Das heisst: Die traditionellen Medien wie die «New York Times» oder «Washington Post» kamen gegen diese Filterblasen nicht mehr an?
Wahrscheinlich ja. Wobei wir jetzt auch mal in die USA selber schauen müssen. Da spielt die «New York Times» oder «Washington Post» eine ganz andere Rolle, als wir das von aussen wahrnehmen.
Nämlich nicht mehr die Rolle des Leitmediums.
Von aussen tun sie das noch. Von innen besehen war das Leitmedium bis vor 10 Jahren die Regionalzeitung – die «Dallas Morning News» oder die «Chicago Tribune».
Es gibt viel zu wenige, die die Fakten checken.
Das waren mächtige Tanker mit Hunderten von Redakteuren.
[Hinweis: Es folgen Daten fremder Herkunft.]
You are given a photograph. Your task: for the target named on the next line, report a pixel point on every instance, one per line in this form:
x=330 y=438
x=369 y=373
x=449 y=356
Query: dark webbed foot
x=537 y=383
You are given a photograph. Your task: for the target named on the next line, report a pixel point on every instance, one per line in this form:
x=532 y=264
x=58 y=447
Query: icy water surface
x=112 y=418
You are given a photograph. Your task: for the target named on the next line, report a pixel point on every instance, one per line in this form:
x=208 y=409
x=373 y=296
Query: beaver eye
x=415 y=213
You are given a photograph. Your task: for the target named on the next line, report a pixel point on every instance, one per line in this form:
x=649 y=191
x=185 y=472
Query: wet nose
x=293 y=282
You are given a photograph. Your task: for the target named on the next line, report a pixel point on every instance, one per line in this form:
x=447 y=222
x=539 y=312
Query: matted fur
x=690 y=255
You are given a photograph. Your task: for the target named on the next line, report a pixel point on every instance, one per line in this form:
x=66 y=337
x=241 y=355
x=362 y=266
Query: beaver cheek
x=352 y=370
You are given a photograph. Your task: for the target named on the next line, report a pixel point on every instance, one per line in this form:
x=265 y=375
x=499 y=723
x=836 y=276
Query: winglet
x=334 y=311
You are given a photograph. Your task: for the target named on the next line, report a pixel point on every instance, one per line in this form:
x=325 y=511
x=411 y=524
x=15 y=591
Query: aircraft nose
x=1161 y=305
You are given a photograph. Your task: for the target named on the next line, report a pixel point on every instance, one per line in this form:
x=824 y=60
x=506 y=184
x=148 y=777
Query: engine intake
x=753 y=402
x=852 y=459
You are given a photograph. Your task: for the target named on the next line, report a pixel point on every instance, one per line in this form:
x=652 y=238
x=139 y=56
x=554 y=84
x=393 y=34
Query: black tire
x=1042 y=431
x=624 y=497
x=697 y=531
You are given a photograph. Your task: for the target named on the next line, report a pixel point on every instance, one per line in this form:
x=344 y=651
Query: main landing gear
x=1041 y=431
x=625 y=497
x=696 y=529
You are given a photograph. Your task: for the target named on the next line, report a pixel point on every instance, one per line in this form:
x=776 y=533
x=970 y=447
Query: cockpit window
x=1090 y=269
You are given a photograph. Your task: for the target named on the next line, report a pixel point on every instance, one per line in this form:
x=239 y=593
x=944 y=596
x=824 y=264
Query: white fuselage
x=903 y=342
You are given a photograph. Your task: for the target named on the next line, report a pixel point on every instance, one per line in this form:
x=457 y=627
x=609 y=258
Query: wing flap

Und was da vorhanden war an journalistischer Substanz, das ist in den letzten 10, 15 Jahren in einem dramatischen Tempo schlichtweg weggeschmolzen.
Weshalb?
Weil die Leute keine Zeitung mehr abonnieren. Weil sie online alles gratis haben wollen. Und weil auch die Werbung, die bisher den Journalismus genährt hat, immer mehr zu den sozialen Netzwerken und Suchmaschinen abwandert.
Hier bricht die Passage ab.